A Very Helpful Exception

This is important. Your bankruptcy trustee has the power, under many circumstances, to require someone you gave a gift to within the two years before filing bankruptcy to return the gift, not to you but to the trustee for distribution to your creditors. Imagine a friend, relative, your church, or other charity being ordered to return whatever money or goods you donated! Instead of your good intentions being realized, that money is used to pay the debts you’d hoped to write off.

Our last three blog posts discussed fraudulent transfers, including innocent ones. Generally, giving away something and get nothing, and do so while you’re insolvent (owe more than you own), that’s a fraudulent transfer.  The trustee can force the recipient to return the gift, but not if the gift qualifies for the charitable contributions exception.

The Elements of the Exception

To qualify for this exception the gift must:

  • consist of cash or financial instruments (stocks, bonds, options, and such)
  • be made by a “natural person”
  • be given to a “qualified religious or charitable entity or organization” under certain provisions of the Internal Revenue Code
  • either be not more than 15% of the debtor’s gross annual income during the year of the gift(s), OR, if more than that, “the transfer was consistent with the practices of the debtor in making charitable contributions.”

See Section 548, subsections (a)(2) and (d)(3) and (4) of the Bankruptcy Code.
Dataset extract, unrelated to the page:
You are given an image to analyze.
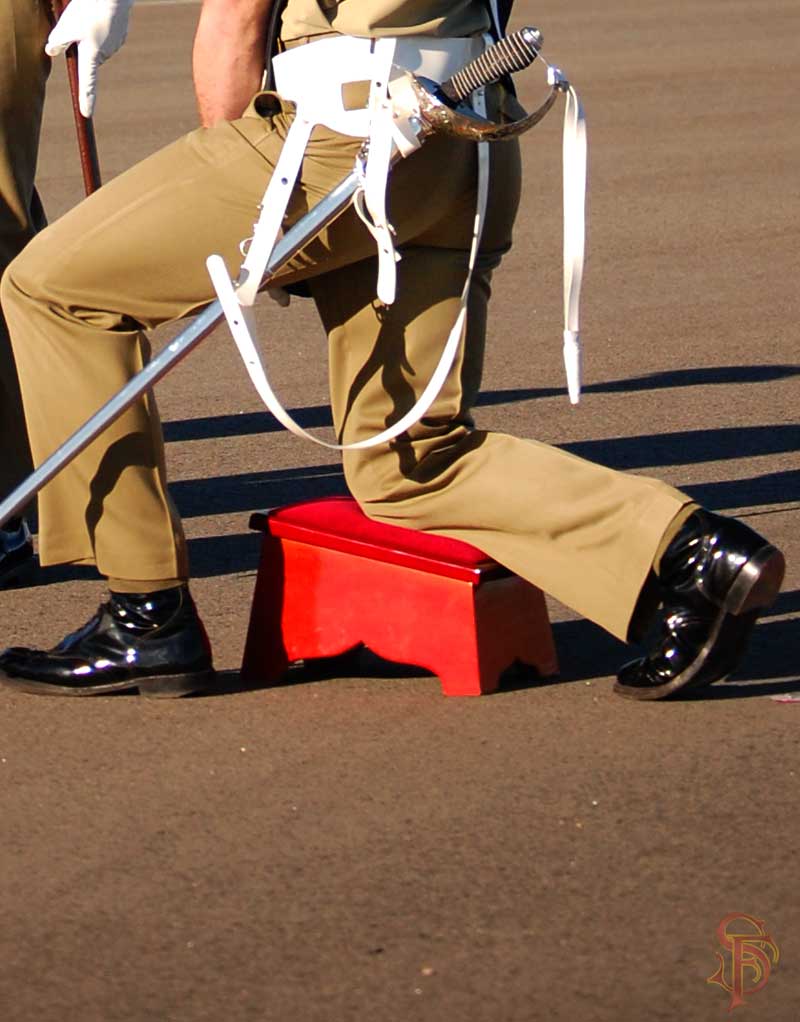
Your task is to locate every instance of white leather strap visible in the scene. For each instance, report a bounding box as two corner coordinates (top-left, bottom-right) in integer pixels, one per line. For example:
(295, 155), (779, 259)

These elements are mostly self-explanatory but are worthy a bit more explanation.

Cash and Gifts

When you think of donating assets, you may not immediately think of cash contributions. But cash or money in your checking account are certainly assets. They can be the stuff of a fraudulent transfer like any other asset. So cash contributions need to fit this exception to prevent the bankruptcy trustee from going after them.

The Statement of Financial Affairs is one of the main documents you and your bankruptcy lawyer prepare and file. Its question 13 asks: “Within 2 years before you filed for bankruptcy, did you give any gifts with a total value of more than $600 per person?” Its question 14 asks the same about “gifts or contributions” “to any charity?” If you answer “yes” to either one you need to provide details like the recipient’s or charity’s name and address, what and when you gave, and the value. So, cash and gifts are fully covered.

Natural Persons

This charitable contributions exception only applies to people, not to corporations or other business entities.
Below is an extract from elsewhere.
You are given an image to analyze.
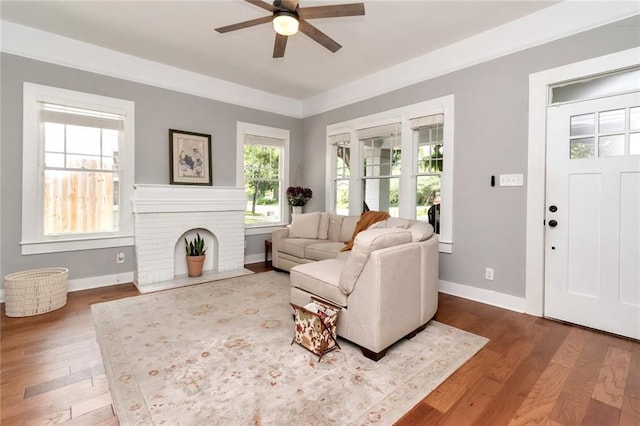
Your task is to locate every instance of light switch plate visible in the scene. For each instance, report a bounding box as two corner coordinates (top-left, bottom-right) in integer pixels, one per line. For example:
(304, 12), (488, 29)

However, if you own a sole proprietorship that is not a separate legal entity and can’t file its own bankruptcy. Your business and personal debts and assets are all together, not legally distinct. So, the business’ charitable contributions are effectively contributions by you, a qualifying natural person.
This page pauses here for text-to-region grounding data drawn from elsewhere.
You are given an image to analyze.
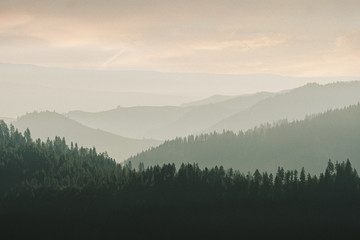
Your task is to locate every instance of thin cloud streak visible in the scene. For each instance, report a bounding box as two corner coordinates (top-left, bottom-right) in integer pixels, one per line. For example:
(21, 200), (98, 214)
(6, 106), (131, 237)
(100, 49), (125, 70)
(190, 35), (287, 51)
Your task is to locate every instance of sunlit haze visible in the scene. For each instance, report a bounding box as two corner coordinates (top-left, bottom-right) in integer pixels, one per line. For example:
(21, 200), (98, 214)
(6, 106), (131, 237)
(1, 0), (360, 76)
(1, 1), (360, 117)
(3, 2), (360, 236)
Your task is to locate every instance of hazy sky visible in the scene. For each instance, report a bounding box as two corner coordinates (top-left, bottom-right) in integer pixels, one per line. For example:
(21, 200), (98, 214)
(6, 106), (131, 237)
(1, 0), (360, 77)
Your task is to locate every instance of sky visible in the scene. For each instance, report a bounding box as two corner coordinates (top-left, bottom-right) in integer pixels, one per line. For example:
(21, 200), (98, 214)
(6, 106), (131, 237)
(1, 0), (360, 77)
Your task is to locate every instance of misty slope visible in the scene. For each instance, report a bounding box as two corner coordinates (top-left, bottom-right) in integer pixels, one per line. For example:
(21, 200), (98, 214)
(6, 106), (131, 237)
(214, 91), (274, 110)
(67, 105), (233, 140)
(0, 117), (14, 124)
(13, 112), (161, 162)
(67, 106), (188, 140)
(128, 104), (360, 174)
(181, 92), (274, 110)
(67, 92), (273, 140)
(147, 104), (237, 139)
(209, 81), (360, 133)
(181, 95), (236, 107)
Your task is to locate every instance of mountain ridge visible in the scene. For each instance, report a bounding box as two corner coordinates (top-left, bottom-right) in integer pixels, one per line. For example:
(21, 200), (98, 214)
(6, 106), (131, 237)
(13, 111), (161, 162)
(208, 81), (360, 133)
(128, 103), (360, 174)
Qualified Religious or Charitable Organization

Money given to help support a friend or a relative, one to whom you owe no legal obligation of support, does not qualify.

Nevertheless, frankly, practicalities may very well prevent a trustee from bothering to pursue such a friend or relative. The person may be very difficult to collect from if the money is gone and he or she is insolvent. A trustee has to seriously consider what it would cost to collect the money and the risk of never collecting. Often the money is not worth pursuing.

15% or “Consistent with the Practices of the Debtor”

Relatively few people in financial trouble have been lately donating anywhere close to 15% of their gross annual income to charity.  And even in the rare circumstances when they do donate more, those donations still qualify if making such donations reflected the debtor’s charitable giving practices.  Except in very unusual circumstances would this element disqualify any charitable donations from the exception.


Most payments in cash and financial instruments to genuine charitable organizations will not be fraudulent transfers. However, if you’ve made any significant charitable contributions in the last two years, review them carefully with your bankruptcy lawyer. Given the very awkward consequences if they don’t qualify for the exception, you want to make sure.